Wadowicka policja poinformowała, że podejrzewana o ten czyn Elżbieta Ł. usłyszała zarzuty i została przesłuchana przez policję. Agnieszka Petek, rzecznik prasowy policji w Wadowicach nie podała, czy przyznała się do winy. Dzień po tym zdarzeniu blogerka twierdziła w wywiadzie dla stacji TVN24.pl, że "jest możliwe", iż uderzyła wiceburmistrz. Wyjaśniła również, że poszła do zastępczyni włodarza, by przekonać ją, aby ta opuściła Wadowice, bo przez nią burmistrz może przegrać wybory.
Funkcjonariusze zwrócili się z wnioskiem do prokuratury o zastosowanie wobec podejrzanej tymczasowego środka zapobiegawczego. Za naruszenie nietykalności grożą trzy lata więzienia, a za naruszenie miru domowego nawet rok więzienia.
Lokalna aktywistka i blogerka "Ola" słynąca m.in. z nagrywania sesji rady miasta, została już wcześniej skazana za spoliczkowanie burmistrza Mateusza Klinowskiego. Sąd pierwszej instancji uznał ją za winną i wymierzył grzywnę. Oskarżona odwołała się od wyroku.

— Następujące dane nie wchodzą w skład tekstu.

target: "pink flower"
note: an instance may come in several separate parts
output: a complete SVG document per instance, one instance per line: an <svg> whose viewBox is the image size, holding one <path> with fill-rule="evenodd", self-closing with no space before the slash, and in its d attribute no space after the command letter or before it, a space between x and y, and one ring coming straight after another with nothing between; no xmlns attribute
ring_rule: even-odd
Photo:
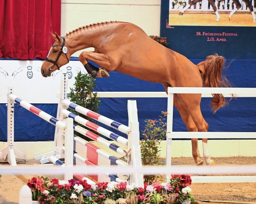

O zdarzeniu w ratuszu jako pierwszy poinformował na swoim Facebooku burmistrz Mateusz Klinowski, który twierdził, że kobieta jest wspierana przez lokalnych polityków PiS. Odpowiedział jego kontrkandydat - Bartosz Kaliński z PiS, który podczas konferencji prasowej podkreślił, że to burmistrz odpowiada za bezpieczeństwo urzędników i petentów w urzędzie i zarzucił Mateuszowi Klinowskiemu wykorzystywanie tego wydarzenia w kampanii wyborczej.
W niedzielę, 4 listopada Mateusz Klinowski przegrał w drugiej turze wyborów samorządowych z Bartoszem Kalińskim.